9. Limitation of Liability

Except for: (i) gross negligence or willful misconduct, (ii) breach of confidentiality obligations under Section 8, (iii) breach of insurance requirements under Section 6, or (iv) indemnification obligations, neither Party shall be liable to the other for any indirect, incidental, special, consequential, or punitive damages, including but not limited to lost profits, loss of data, or business interruption, even if advised of the possibility of such damages. Subject to the foregoing exceptions, Colvent Group, Inc.’s total aggregate liability arising out of or relating to executed contract/s shall not exceed the total fees paid by Client to Colvent Group, Inc. in the twelve (12) months immediately preceding the event giving rise to liability. The Parties acknowledge and agree that this limitation of liability is reasonable in light of the nature of the services provided and the fees charged under executed contracts. Nothing in this Section shall limit either Party’s liability for death or personal injury caused by its own gross negligence or willful misconduct, or limit any liability that cannot be limited under applicable law.

10. Remedies

If either Party materially breaches these terms, the non-breaching Party shall provide written notice to the breaching Party specifically describing the breach and the actions required to cure such breach. The breaching Party shall have thirty (30) days from receipt of such notice to cure the breach; provided, however, that if the breach involves: (i) failure to maintain required insurance, (ii) breach of confidentiality obligations, or (iii) failure to comply with applicable laws or regulations, the cure period shall be ten (10) days. If the breaching Party fails to cure within the applicable cure period, the non-breaching Party may, in addition to any other rights or remedies available at law or in equity: (a) terminate executed contract/s immediately upon written notice, and/or (b) pursue any and all legal and equitable remedies available under these terms. Termination under this Section shall not relieve the breaching Party of any obligations or liabilities accrued prior to termination.

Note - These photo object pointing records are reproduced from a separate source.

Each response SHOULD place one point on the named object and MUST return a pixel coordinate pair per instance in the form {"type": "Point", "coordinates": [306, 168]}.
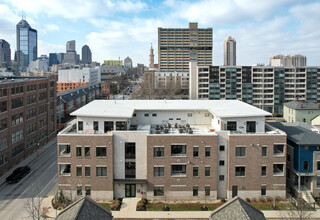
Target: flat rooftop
{"type": "Point", "coordinates": [126, 108]}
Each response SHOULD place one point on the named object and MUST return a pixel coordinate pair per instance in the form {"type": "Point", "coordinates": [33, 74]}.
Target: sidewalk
{"type": "Point", "coordinates": [28, 160]}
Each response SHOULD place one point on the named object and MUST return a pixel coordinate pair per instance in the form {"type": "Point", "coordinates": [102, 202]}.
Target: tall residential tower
{"type": "Point", "coordinates": [177, 46]}
{"type": "Point", "coordinates": [230, 52]}
{"type": "Point", "coordinates": [27, 44]}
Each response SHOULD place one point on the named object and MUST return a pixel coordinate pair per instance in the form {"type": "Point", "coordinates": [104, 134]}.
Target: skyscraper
{"type": "Point", "coordinates": [177, 46]}
{"type": "Point", "coordinates": [230, 52]}
{"type": "Point", "coordinates": [27, 44]}
{"type": "Point", "coordinates": [151, 58]}
{"type": "Point", "coordinates": [5, 53]}
{"type": "Point", "coordinates": [86, 55]}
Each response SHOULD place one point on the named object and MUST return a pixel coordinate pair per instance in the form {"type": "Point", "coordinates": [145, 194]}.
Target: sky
{"type": "Point", "coordinates": [116, 29]}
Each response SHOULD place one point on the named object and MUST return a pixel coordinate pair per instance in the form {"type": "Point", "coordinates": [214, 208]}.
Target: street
{"type": "Point", "coordinates": [41, 179]}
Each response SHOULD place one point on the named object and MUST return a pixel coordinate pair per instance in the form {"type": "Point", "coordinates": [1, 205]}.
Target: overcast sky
{"type": "Point", "coordinates": [122, 28]}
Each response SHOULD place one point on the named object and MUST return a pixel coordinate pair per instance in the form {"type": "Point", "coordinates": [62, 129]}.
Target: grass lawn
{"type": "Point", "coordinates": [181, 207]}
{"type": "Point", "coordinates": [106, 205]}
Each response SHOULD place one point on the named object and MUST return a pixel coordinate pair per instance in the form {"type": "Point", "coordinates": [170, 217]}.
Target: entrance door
{"type": "Point", "coordinates": [130, 190]}
{"type": "Point", "coordinates": [234, 191]}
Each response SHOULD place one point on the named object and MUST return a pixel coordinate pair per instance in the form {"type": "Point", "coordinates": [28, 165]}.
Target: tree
{"type": "Point", "coordinates": [301, 211]}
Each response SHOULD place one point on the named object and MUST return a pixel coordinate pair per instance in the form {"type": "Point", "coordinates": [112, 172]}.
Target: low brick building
{"type": "Point", "coordinates": [171, 149]}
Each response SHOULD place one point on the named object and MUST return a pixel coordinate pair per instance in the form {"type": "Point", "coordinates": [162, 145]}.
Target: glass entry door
{"type": "Point", "coordinates": [130, 190]}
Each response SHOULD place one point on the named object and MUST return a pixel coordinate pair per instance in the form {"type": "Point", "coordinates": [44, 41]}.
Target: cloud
{"type": "Point", "coordinates": [227, 12]}
{"type": "Point", "coordinates": [74, 9]}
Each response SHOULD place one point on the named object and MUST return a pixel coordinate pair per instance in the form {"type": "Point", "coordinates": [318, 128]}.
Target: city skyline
{"type": "Point", "coordinates": [126, 28]}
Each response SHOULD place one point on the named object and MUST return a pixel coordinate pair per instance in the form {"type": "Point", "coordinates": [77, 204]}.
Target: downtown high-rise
{"type": "Point", "coordinates": [27, 44]}
{"type": "Point", "coordinates": [177, 46]}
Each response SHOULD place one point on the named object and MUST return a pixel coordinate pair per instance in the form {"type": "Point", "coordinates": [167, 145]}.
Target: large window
{"type": "Point", "coordinates": [240, 151]}
{"type": "Point", "coordinates": [178, 150]}
{"type": "Point", "coordinates": [264, 152]}
{"type": "Point", "coordinates": [96, 126]}
{"type": "Point", "coordinates": [158, 191]}
{"type": "Point", "coordinates": [207, 190]}
{"type": "Point", "coordinates": [17, 136]}
{"type": "Point", "coordinates": [195, 190]}
{"type": "Point", "coordinates": [263, 190]}
{"type": "Point", "coordinates": [64, 149]}
{"type": "Point", "coordinates": [207, 171]}
{"type": "Point", "coordinates": [80, 125]}
{"type": "Point", "coordinates": [158, 151]}
{"type": "Point", "coordinates": [121, 125]}
{"type": "Point", "coordinates": [178, 170]}
{"type": "Point", "coordinates": [108, 126]}
{"type": "Point", "coordinates": [79, 171]}
{"type": "Point", "coordinates": [158, 171]}
{"type": "Point", "coordinates": [195, 151]}
{"type": "Point", "coordinates": [130, 170]}
{"type": "Point", "coordinates": [130, 150]}
{"type": "Point", "coordinates": [101, 171]}
{"type": "Point", "coordinates": [278, 150]}
{"type": "Point", "coordinates": [263, 170]}
{"type": "Point", "coordinates": [207, 151]}
{"type": "Point", "coordinates": [101, 151]}
{"type": "Point", "coordinates": [251, 126]}
{"type": "Point", "coordinates": [240, 171]}
{"type": "Point", "coordinates": [195, 171]}
{"type": "Point", "coordinates": [231, 125]}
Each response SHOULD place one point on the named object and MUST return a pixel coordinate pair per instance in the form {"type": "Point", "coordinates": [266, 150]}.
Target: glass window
{"type": "Point", "coordinates": [87, 171]}
{"type": "Point", "coordinates": [96, 125]}
{"type": "Point", "coordinates": [240, 151]}
{"type": "Point", "coordinates": [79, 190]}
{"type": "Point", "coordinates": [87, 151]}
{"type": "Point", "coordinates": [80, 125]}
{"type": "Point", "coordinates": [240, 171]}
{"type": "Point", "coordinates": [263, 170]}
{"type": "Point", "coordinates": [264, 151]}
{"type": "Point", "coordinates": [101, 151]}
{"type": "Point", "coordinates": [207, 171]}
{"type": "Point", "coordinates": [195, 171]}
{"type": "Point", "coordinates": [88, 190]}
{"type": "Point", "coordinates": [177, 170]}
{"type": "Point", "coordinates": [79, 171]}
{"type": "Point", "coordinates": [207, 153]}
{"type": "Point", "coordinates": [158, 171]}
{"type": "Point", "coordinates": [195, 190]}
{"type": "Point", "coordinates": [207, 190]}
{"type": "Point", "coordinates": [231, 125]}
{"type": "Point", "coordinates": [195, 151]}
{"type": "Point", "coordinates": [158, 151]}
{"type": "Point", "coordinates": [78, 151]}
{"type": "Point", "coordinates": [158, 191]}
{"type": "Point", "coordinates": [263, 190]}
{"type": "Point", "coordinates": [101, 171]}
{"type": "Point", "coordinates": [178, 150]}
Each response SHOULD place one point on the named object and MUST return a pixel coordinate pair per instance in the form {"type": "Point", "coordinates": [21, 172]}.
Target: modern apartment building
{"type": "Point", "coordinates": [230, 52]}
{"type": "Point", "coordinates": [177, 46]}
{"type": "Point", "coordinates": [27, 117]}
{"type": "Point", "coordinates": [265, 87]}
{"type": "Point", "coordinates": [171, 149]}
{"type": "Point", "coordinates": [294, 60]}
{"type": "Point", "coordinates": [303, 158]}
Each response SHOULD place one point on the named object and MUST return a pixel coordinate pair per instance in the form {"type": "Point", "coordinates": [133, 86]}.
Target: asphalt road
{"type": "Point", "coordinates": [36, 184]}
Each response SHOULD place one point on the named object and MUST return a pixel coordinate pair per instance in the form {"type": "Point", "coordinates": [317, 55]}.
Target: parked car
{"type": "Point", "coordinates": [18, 174]}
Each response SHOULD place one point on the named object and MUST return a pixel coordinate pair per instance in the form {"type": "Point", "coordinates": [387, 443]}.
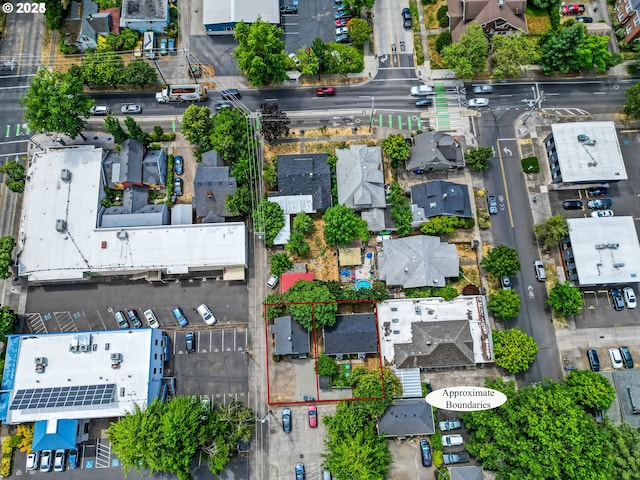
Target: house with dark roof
{"type": "Point", "coordinates": [355, 334]}
{"type": "Point", "coordinates": [360, 177]}
{"type": "Point", "coordinates": [494, 16]}
{"type": "Point", "coordinates": [417, 261]}
{"type": "Point", "coordinates": [439, 198]}
{"type": "Point", "coordinates": [435, 151]}
{"type": "Point", "coordinates": [306, 174]}
{"type": "Point", "coordinates": [407, 417]}
{"type": "Point", "coordinates": [290, 337]}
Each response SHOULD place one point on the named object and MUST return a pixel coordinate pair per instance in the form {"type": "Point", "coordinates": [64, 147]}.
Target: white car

11. Dispute Resolution; Venue; Attorneys’ Fees

Any dispute shall first be submitted to nonbinding mediation in St. Clair County, Illinois. If unresolved, it shall be resolved by binding arbitration in St. Clair County, Illinois. Venue for any legal proceedings shall be exclusively in St. Clair County, Illinois. The prevailing Party shall recover reasonable attorneys’ fees and costs.

12. Force Majeure

Neither Party shall be liable for delays due to causes beyond its control including natural disasters, pandemics, labor disputes, or government actions.

13. Amendment

These terms may only be amended in writing signed by both Parties.

14. Executed Contracts/Addendums

These Terms of Service, together with executed Addendums and Appendix A – Fee Schedule, constitutes the entire understanding between the Parties.

15. Counterparts and Execution

These Terms of Service may be executed in counterparts, including electronically, each of which shall be deemed an original.